Education programs will include heavy construction and maintenance, focusing on road, bridge, and tunnel construction; broadband expansion; and on- and off-shore wind and solar energy infrastructure and distribution.
VIA’s leadership believes that “strategically scaling up” and replicating successful infrastructure-related community college training programs, which now produce 4,000 graduates annually, could produce a total of 35,000 workers skilled in those disciplines over the next five years.
“Industry needs in the face of evolving technology played a leading role in the creation of our institutions,” said Glenn DuBois, chancellor of Virginia’s Community Colleges, in a statement.
“We’ve arrived at yet another urgent moment,” he noted. “And our ability to connect individuals with high-demand infrastructure jobs, which offer family-sustaining wages and career advancement opportunities, will determine not just their future success but that of the entire commonwealth.”
The Lumina Foundation is funding the VIA’s start-up cost with a two-year, $400,000 grant. That funding will support an initial review of existing infrastructure programs across Virginia’s 23 community colleges, a plan for initial program growth through in-person and virtual offerings, and outreach to potential students, explained Kermit Kaleba, strategy director for Lumina’s Employer Aligned Credential Programs.
“New investments in infrastructure will lead to millions of new jobs, many of which will require some form of training beyond high school but not a four-year degree,” Kaleba said. “Community colleges are critical partners in ensuring that workers – especially adults of color – can get the skills they need to take advantage of these new opportunities.”
Meanwhile, the California Department of Transportation recently participated in a civil service workshop and hiring event for incarcerated individuals held at the California State Prison in Solano. Caltrans said in a statement that it offered 23 people conditional highway maintenance job offers prior to their parole or full release from prison, which will occur within the next year.

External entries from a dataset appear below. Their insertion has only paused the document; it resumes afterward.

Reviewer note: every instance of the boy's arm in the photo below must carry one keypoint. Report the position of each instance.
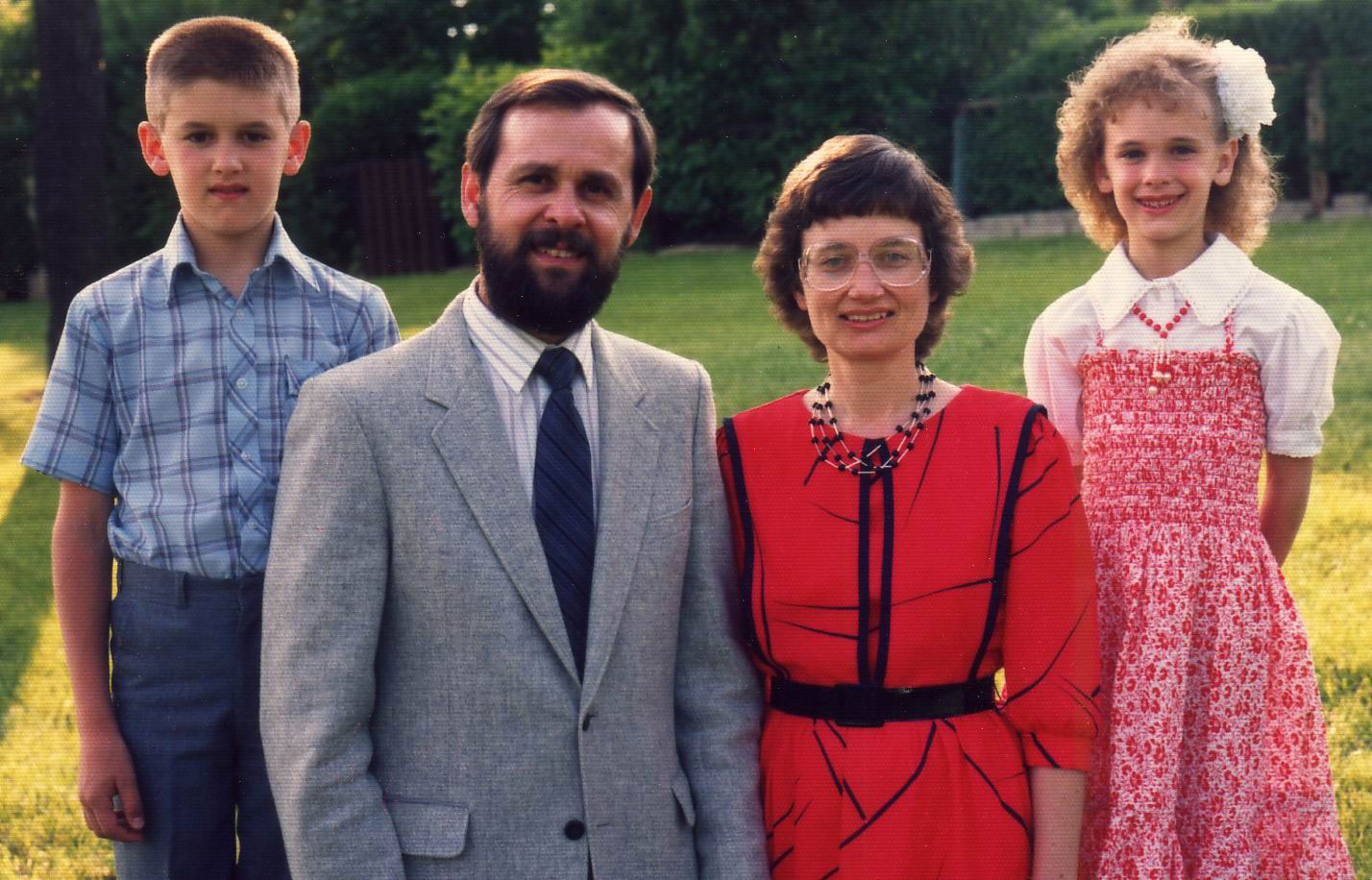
(81, 563)
(1283, 501)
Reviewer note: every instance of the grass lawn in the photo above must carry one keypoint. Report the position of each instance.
(707, 305)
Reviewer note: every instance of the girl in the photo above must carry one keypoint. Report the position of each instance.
(1169, 374)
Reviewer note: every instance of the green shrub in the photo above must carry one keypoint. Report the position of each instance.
(455, 103)
(1013, 136)
(18, 86)
(369, 117)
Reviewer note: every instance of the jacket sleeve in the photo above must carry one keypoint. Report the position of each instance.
(326, 589)
(718, 691)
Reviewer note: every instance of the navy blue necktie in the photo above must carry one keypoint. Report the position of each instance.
(564, 508)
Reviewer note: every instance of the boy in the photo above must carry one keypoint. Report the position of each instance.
(165, 416)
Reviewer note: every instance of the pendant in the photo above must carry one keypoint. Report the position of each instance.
(1161, 374)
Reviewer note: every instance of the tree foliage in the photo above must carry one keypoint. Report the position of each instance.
(740, 92)
(1015, 134)
(18, 91)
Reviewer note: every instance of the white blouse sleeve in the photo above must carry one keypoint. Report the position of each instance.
(1298, 358)
(1051, 379)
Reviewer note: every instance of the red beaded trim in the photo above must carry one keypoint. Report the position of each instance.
(1161, 329)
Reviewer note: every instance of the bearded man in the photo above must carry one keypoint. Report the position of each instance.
(499, 636)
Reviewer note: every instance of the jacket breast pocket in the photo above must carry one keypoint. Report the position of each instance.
(429, 829)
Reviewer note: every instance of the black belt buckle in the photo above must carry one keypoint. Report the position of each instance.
(858, 706)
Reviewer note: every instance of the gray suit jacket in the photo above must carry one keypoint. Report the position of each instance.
(420, 707)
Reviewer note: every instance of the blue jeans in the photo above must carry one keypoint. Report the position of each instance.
(186, 653)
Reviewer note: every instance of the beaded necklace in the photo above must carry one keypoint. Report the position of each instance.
(1161, 370)
(829, 441)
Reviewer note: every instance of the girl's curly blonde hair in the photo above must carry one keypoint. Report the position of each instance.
(1167, 61)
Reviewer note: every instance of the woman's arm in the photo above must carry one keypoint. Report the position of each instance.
(1283, 501)
(1058, 799)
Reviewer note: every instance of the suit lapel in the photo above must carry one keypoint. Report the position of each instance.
(628, 448)
(457, 380)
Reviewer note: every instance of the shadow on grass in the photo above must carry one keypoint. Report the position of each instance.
(25, 579)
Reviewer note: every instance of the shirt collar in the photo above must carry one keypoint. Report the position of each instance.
(180, 252)
(1213, 283)
(510, 352)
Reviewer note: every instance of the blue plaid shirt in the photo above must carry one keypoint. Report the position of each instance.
(173, 396)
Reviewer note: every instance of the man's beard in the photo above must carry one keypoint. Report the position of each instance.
(515, 293)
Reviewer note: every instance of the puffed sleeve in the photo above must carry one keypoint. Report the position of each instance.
(1050, 618)
(1298, 360)
(1051, 379)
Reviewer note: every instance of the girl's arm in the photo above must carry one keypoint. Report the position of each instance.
(1058, 797)
(1283, 501)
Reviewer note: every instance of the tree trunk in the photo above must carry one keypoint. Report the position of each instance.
(1314, 141)
(69, 154)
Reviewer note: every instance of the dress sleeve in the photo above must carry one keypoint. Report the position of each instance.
(1050, 626)
(726, 471)
(1298, 380)
(1051, 379)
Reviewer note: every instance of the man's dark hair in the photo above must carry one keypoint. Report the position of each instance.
(558, 88)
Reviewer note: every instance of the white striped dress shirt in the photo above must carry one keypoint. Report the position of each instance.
(509, 355)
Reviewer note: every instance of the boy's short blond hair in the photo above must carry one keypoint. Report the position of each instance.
(1165, 61)
(225, 50)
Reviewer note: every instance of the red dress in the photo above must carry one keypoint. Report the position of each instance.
(948, 567)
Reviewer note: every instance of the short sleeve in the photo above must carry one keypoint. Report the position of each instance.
(76, 435)
(375, 329)
(1051, 379)
(1050, 615)
(1298, 361)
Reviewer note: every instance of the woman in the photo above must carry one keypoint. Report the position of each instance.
(887, 576)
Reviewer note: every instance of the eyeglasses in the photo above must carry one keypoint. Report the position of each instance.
(897, 262)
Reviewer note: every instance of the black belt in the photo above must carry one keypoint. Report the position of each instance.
(866, 706)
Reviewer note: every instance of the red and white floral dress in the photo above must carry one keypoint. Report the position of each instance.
(1214, 762)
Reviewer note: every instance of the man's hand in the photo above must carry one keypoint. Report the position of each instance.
(108, 773)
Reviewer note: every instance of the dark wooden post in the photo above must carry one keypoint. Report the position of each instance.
(69, 154)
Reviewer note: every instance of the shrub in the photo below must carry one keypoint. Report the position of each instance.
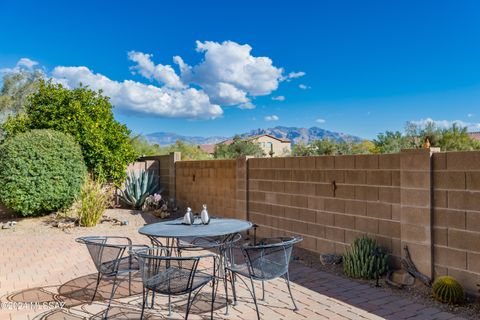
(365, 259)
(447, 290)
(41, 171)
(138, 188)
(91, 204)
(87, 116)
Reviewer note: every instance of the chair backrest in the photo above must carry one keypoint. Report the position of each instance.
(270, 258)
(105, 255)
(166, 274)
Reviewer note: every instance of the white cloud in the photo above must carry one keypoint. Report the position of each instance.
(227, 75)
(272, 118)
(22, 64)
(162, 73)
(422, 123)
(293, 75)
(230, 74)
(141, 98)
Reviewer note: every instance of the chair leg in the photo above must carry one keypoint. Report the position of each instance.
(234, 291)
(225, 283)
(111, 296)
(263, 290)
(213, 297)
(170, 305)
(254, 296)
(287, 279)
(99, 277)
(145, 297)
(189, 305)
(129, 283)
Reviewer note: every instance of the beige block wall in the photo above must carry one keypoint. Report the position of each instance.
(456, 216)
(328, 200)
(212, 182)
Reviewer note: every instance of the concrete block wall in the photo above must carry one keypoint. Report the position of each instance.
(212, 182)
(427, 201)
(456, 216)
(329, 200)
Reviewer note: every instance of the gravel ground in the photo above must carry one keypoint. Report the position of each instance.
(419, 292)
(136, 219)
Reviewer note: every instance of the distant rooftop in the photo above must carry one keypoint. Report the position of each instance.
(475, 135)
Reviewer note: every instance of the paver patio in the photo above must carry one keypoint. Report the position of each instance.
(38, 268)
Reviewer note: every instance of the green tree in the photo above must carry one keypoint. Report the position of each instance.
(145, 148)
(392, 142)
(41, 171)
(301, 150)
(324, 147)
(16, 89)
(87, 116)
(457, 139)
(188, 151)
(238, 147)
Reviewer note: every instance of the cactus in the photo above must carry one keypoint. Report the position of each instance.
(447, 290)
(138, 188)
(365, 259)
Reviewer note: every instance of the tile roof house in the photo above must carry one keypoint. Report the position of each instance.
(279, 146)
(475, 135)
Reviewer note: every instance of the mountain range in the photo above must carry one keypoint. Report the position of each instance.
(295, 134)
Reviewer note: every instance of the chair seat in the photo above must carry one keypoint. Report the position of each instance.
(263, 269)
(125, 265)
(198, 243)
(174, 281)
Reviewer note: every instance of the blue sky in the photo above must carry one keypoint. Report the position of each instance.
(369, 66)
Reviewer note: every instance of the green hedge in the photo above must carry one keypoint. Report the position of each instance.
(41, 171)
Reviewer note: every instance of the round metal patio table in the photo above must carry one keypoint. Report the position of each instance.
(175, 229)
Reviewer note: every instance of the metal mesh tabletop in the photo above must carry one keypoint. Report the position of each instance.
(176, 229)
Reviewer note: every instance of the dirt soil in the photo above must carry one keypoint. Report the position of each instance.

That hiring event is part a three-year $37 million Prison to Employment Initiative that seeks to improve labor market outcomes for former prisoners.
This is the second such job fair held at the Solano Prison, according to the California Prison Industry Authority.
Some 34 incarcerated individuals in all took the entry-level Highway Maintenance Worker or Landscape Maintenance Worker exam over the last two years, with 33 successfully passing one or both exams. Since the first workshop and hiring event in 2019, Caltrans offered 33 individuals conditional job offers.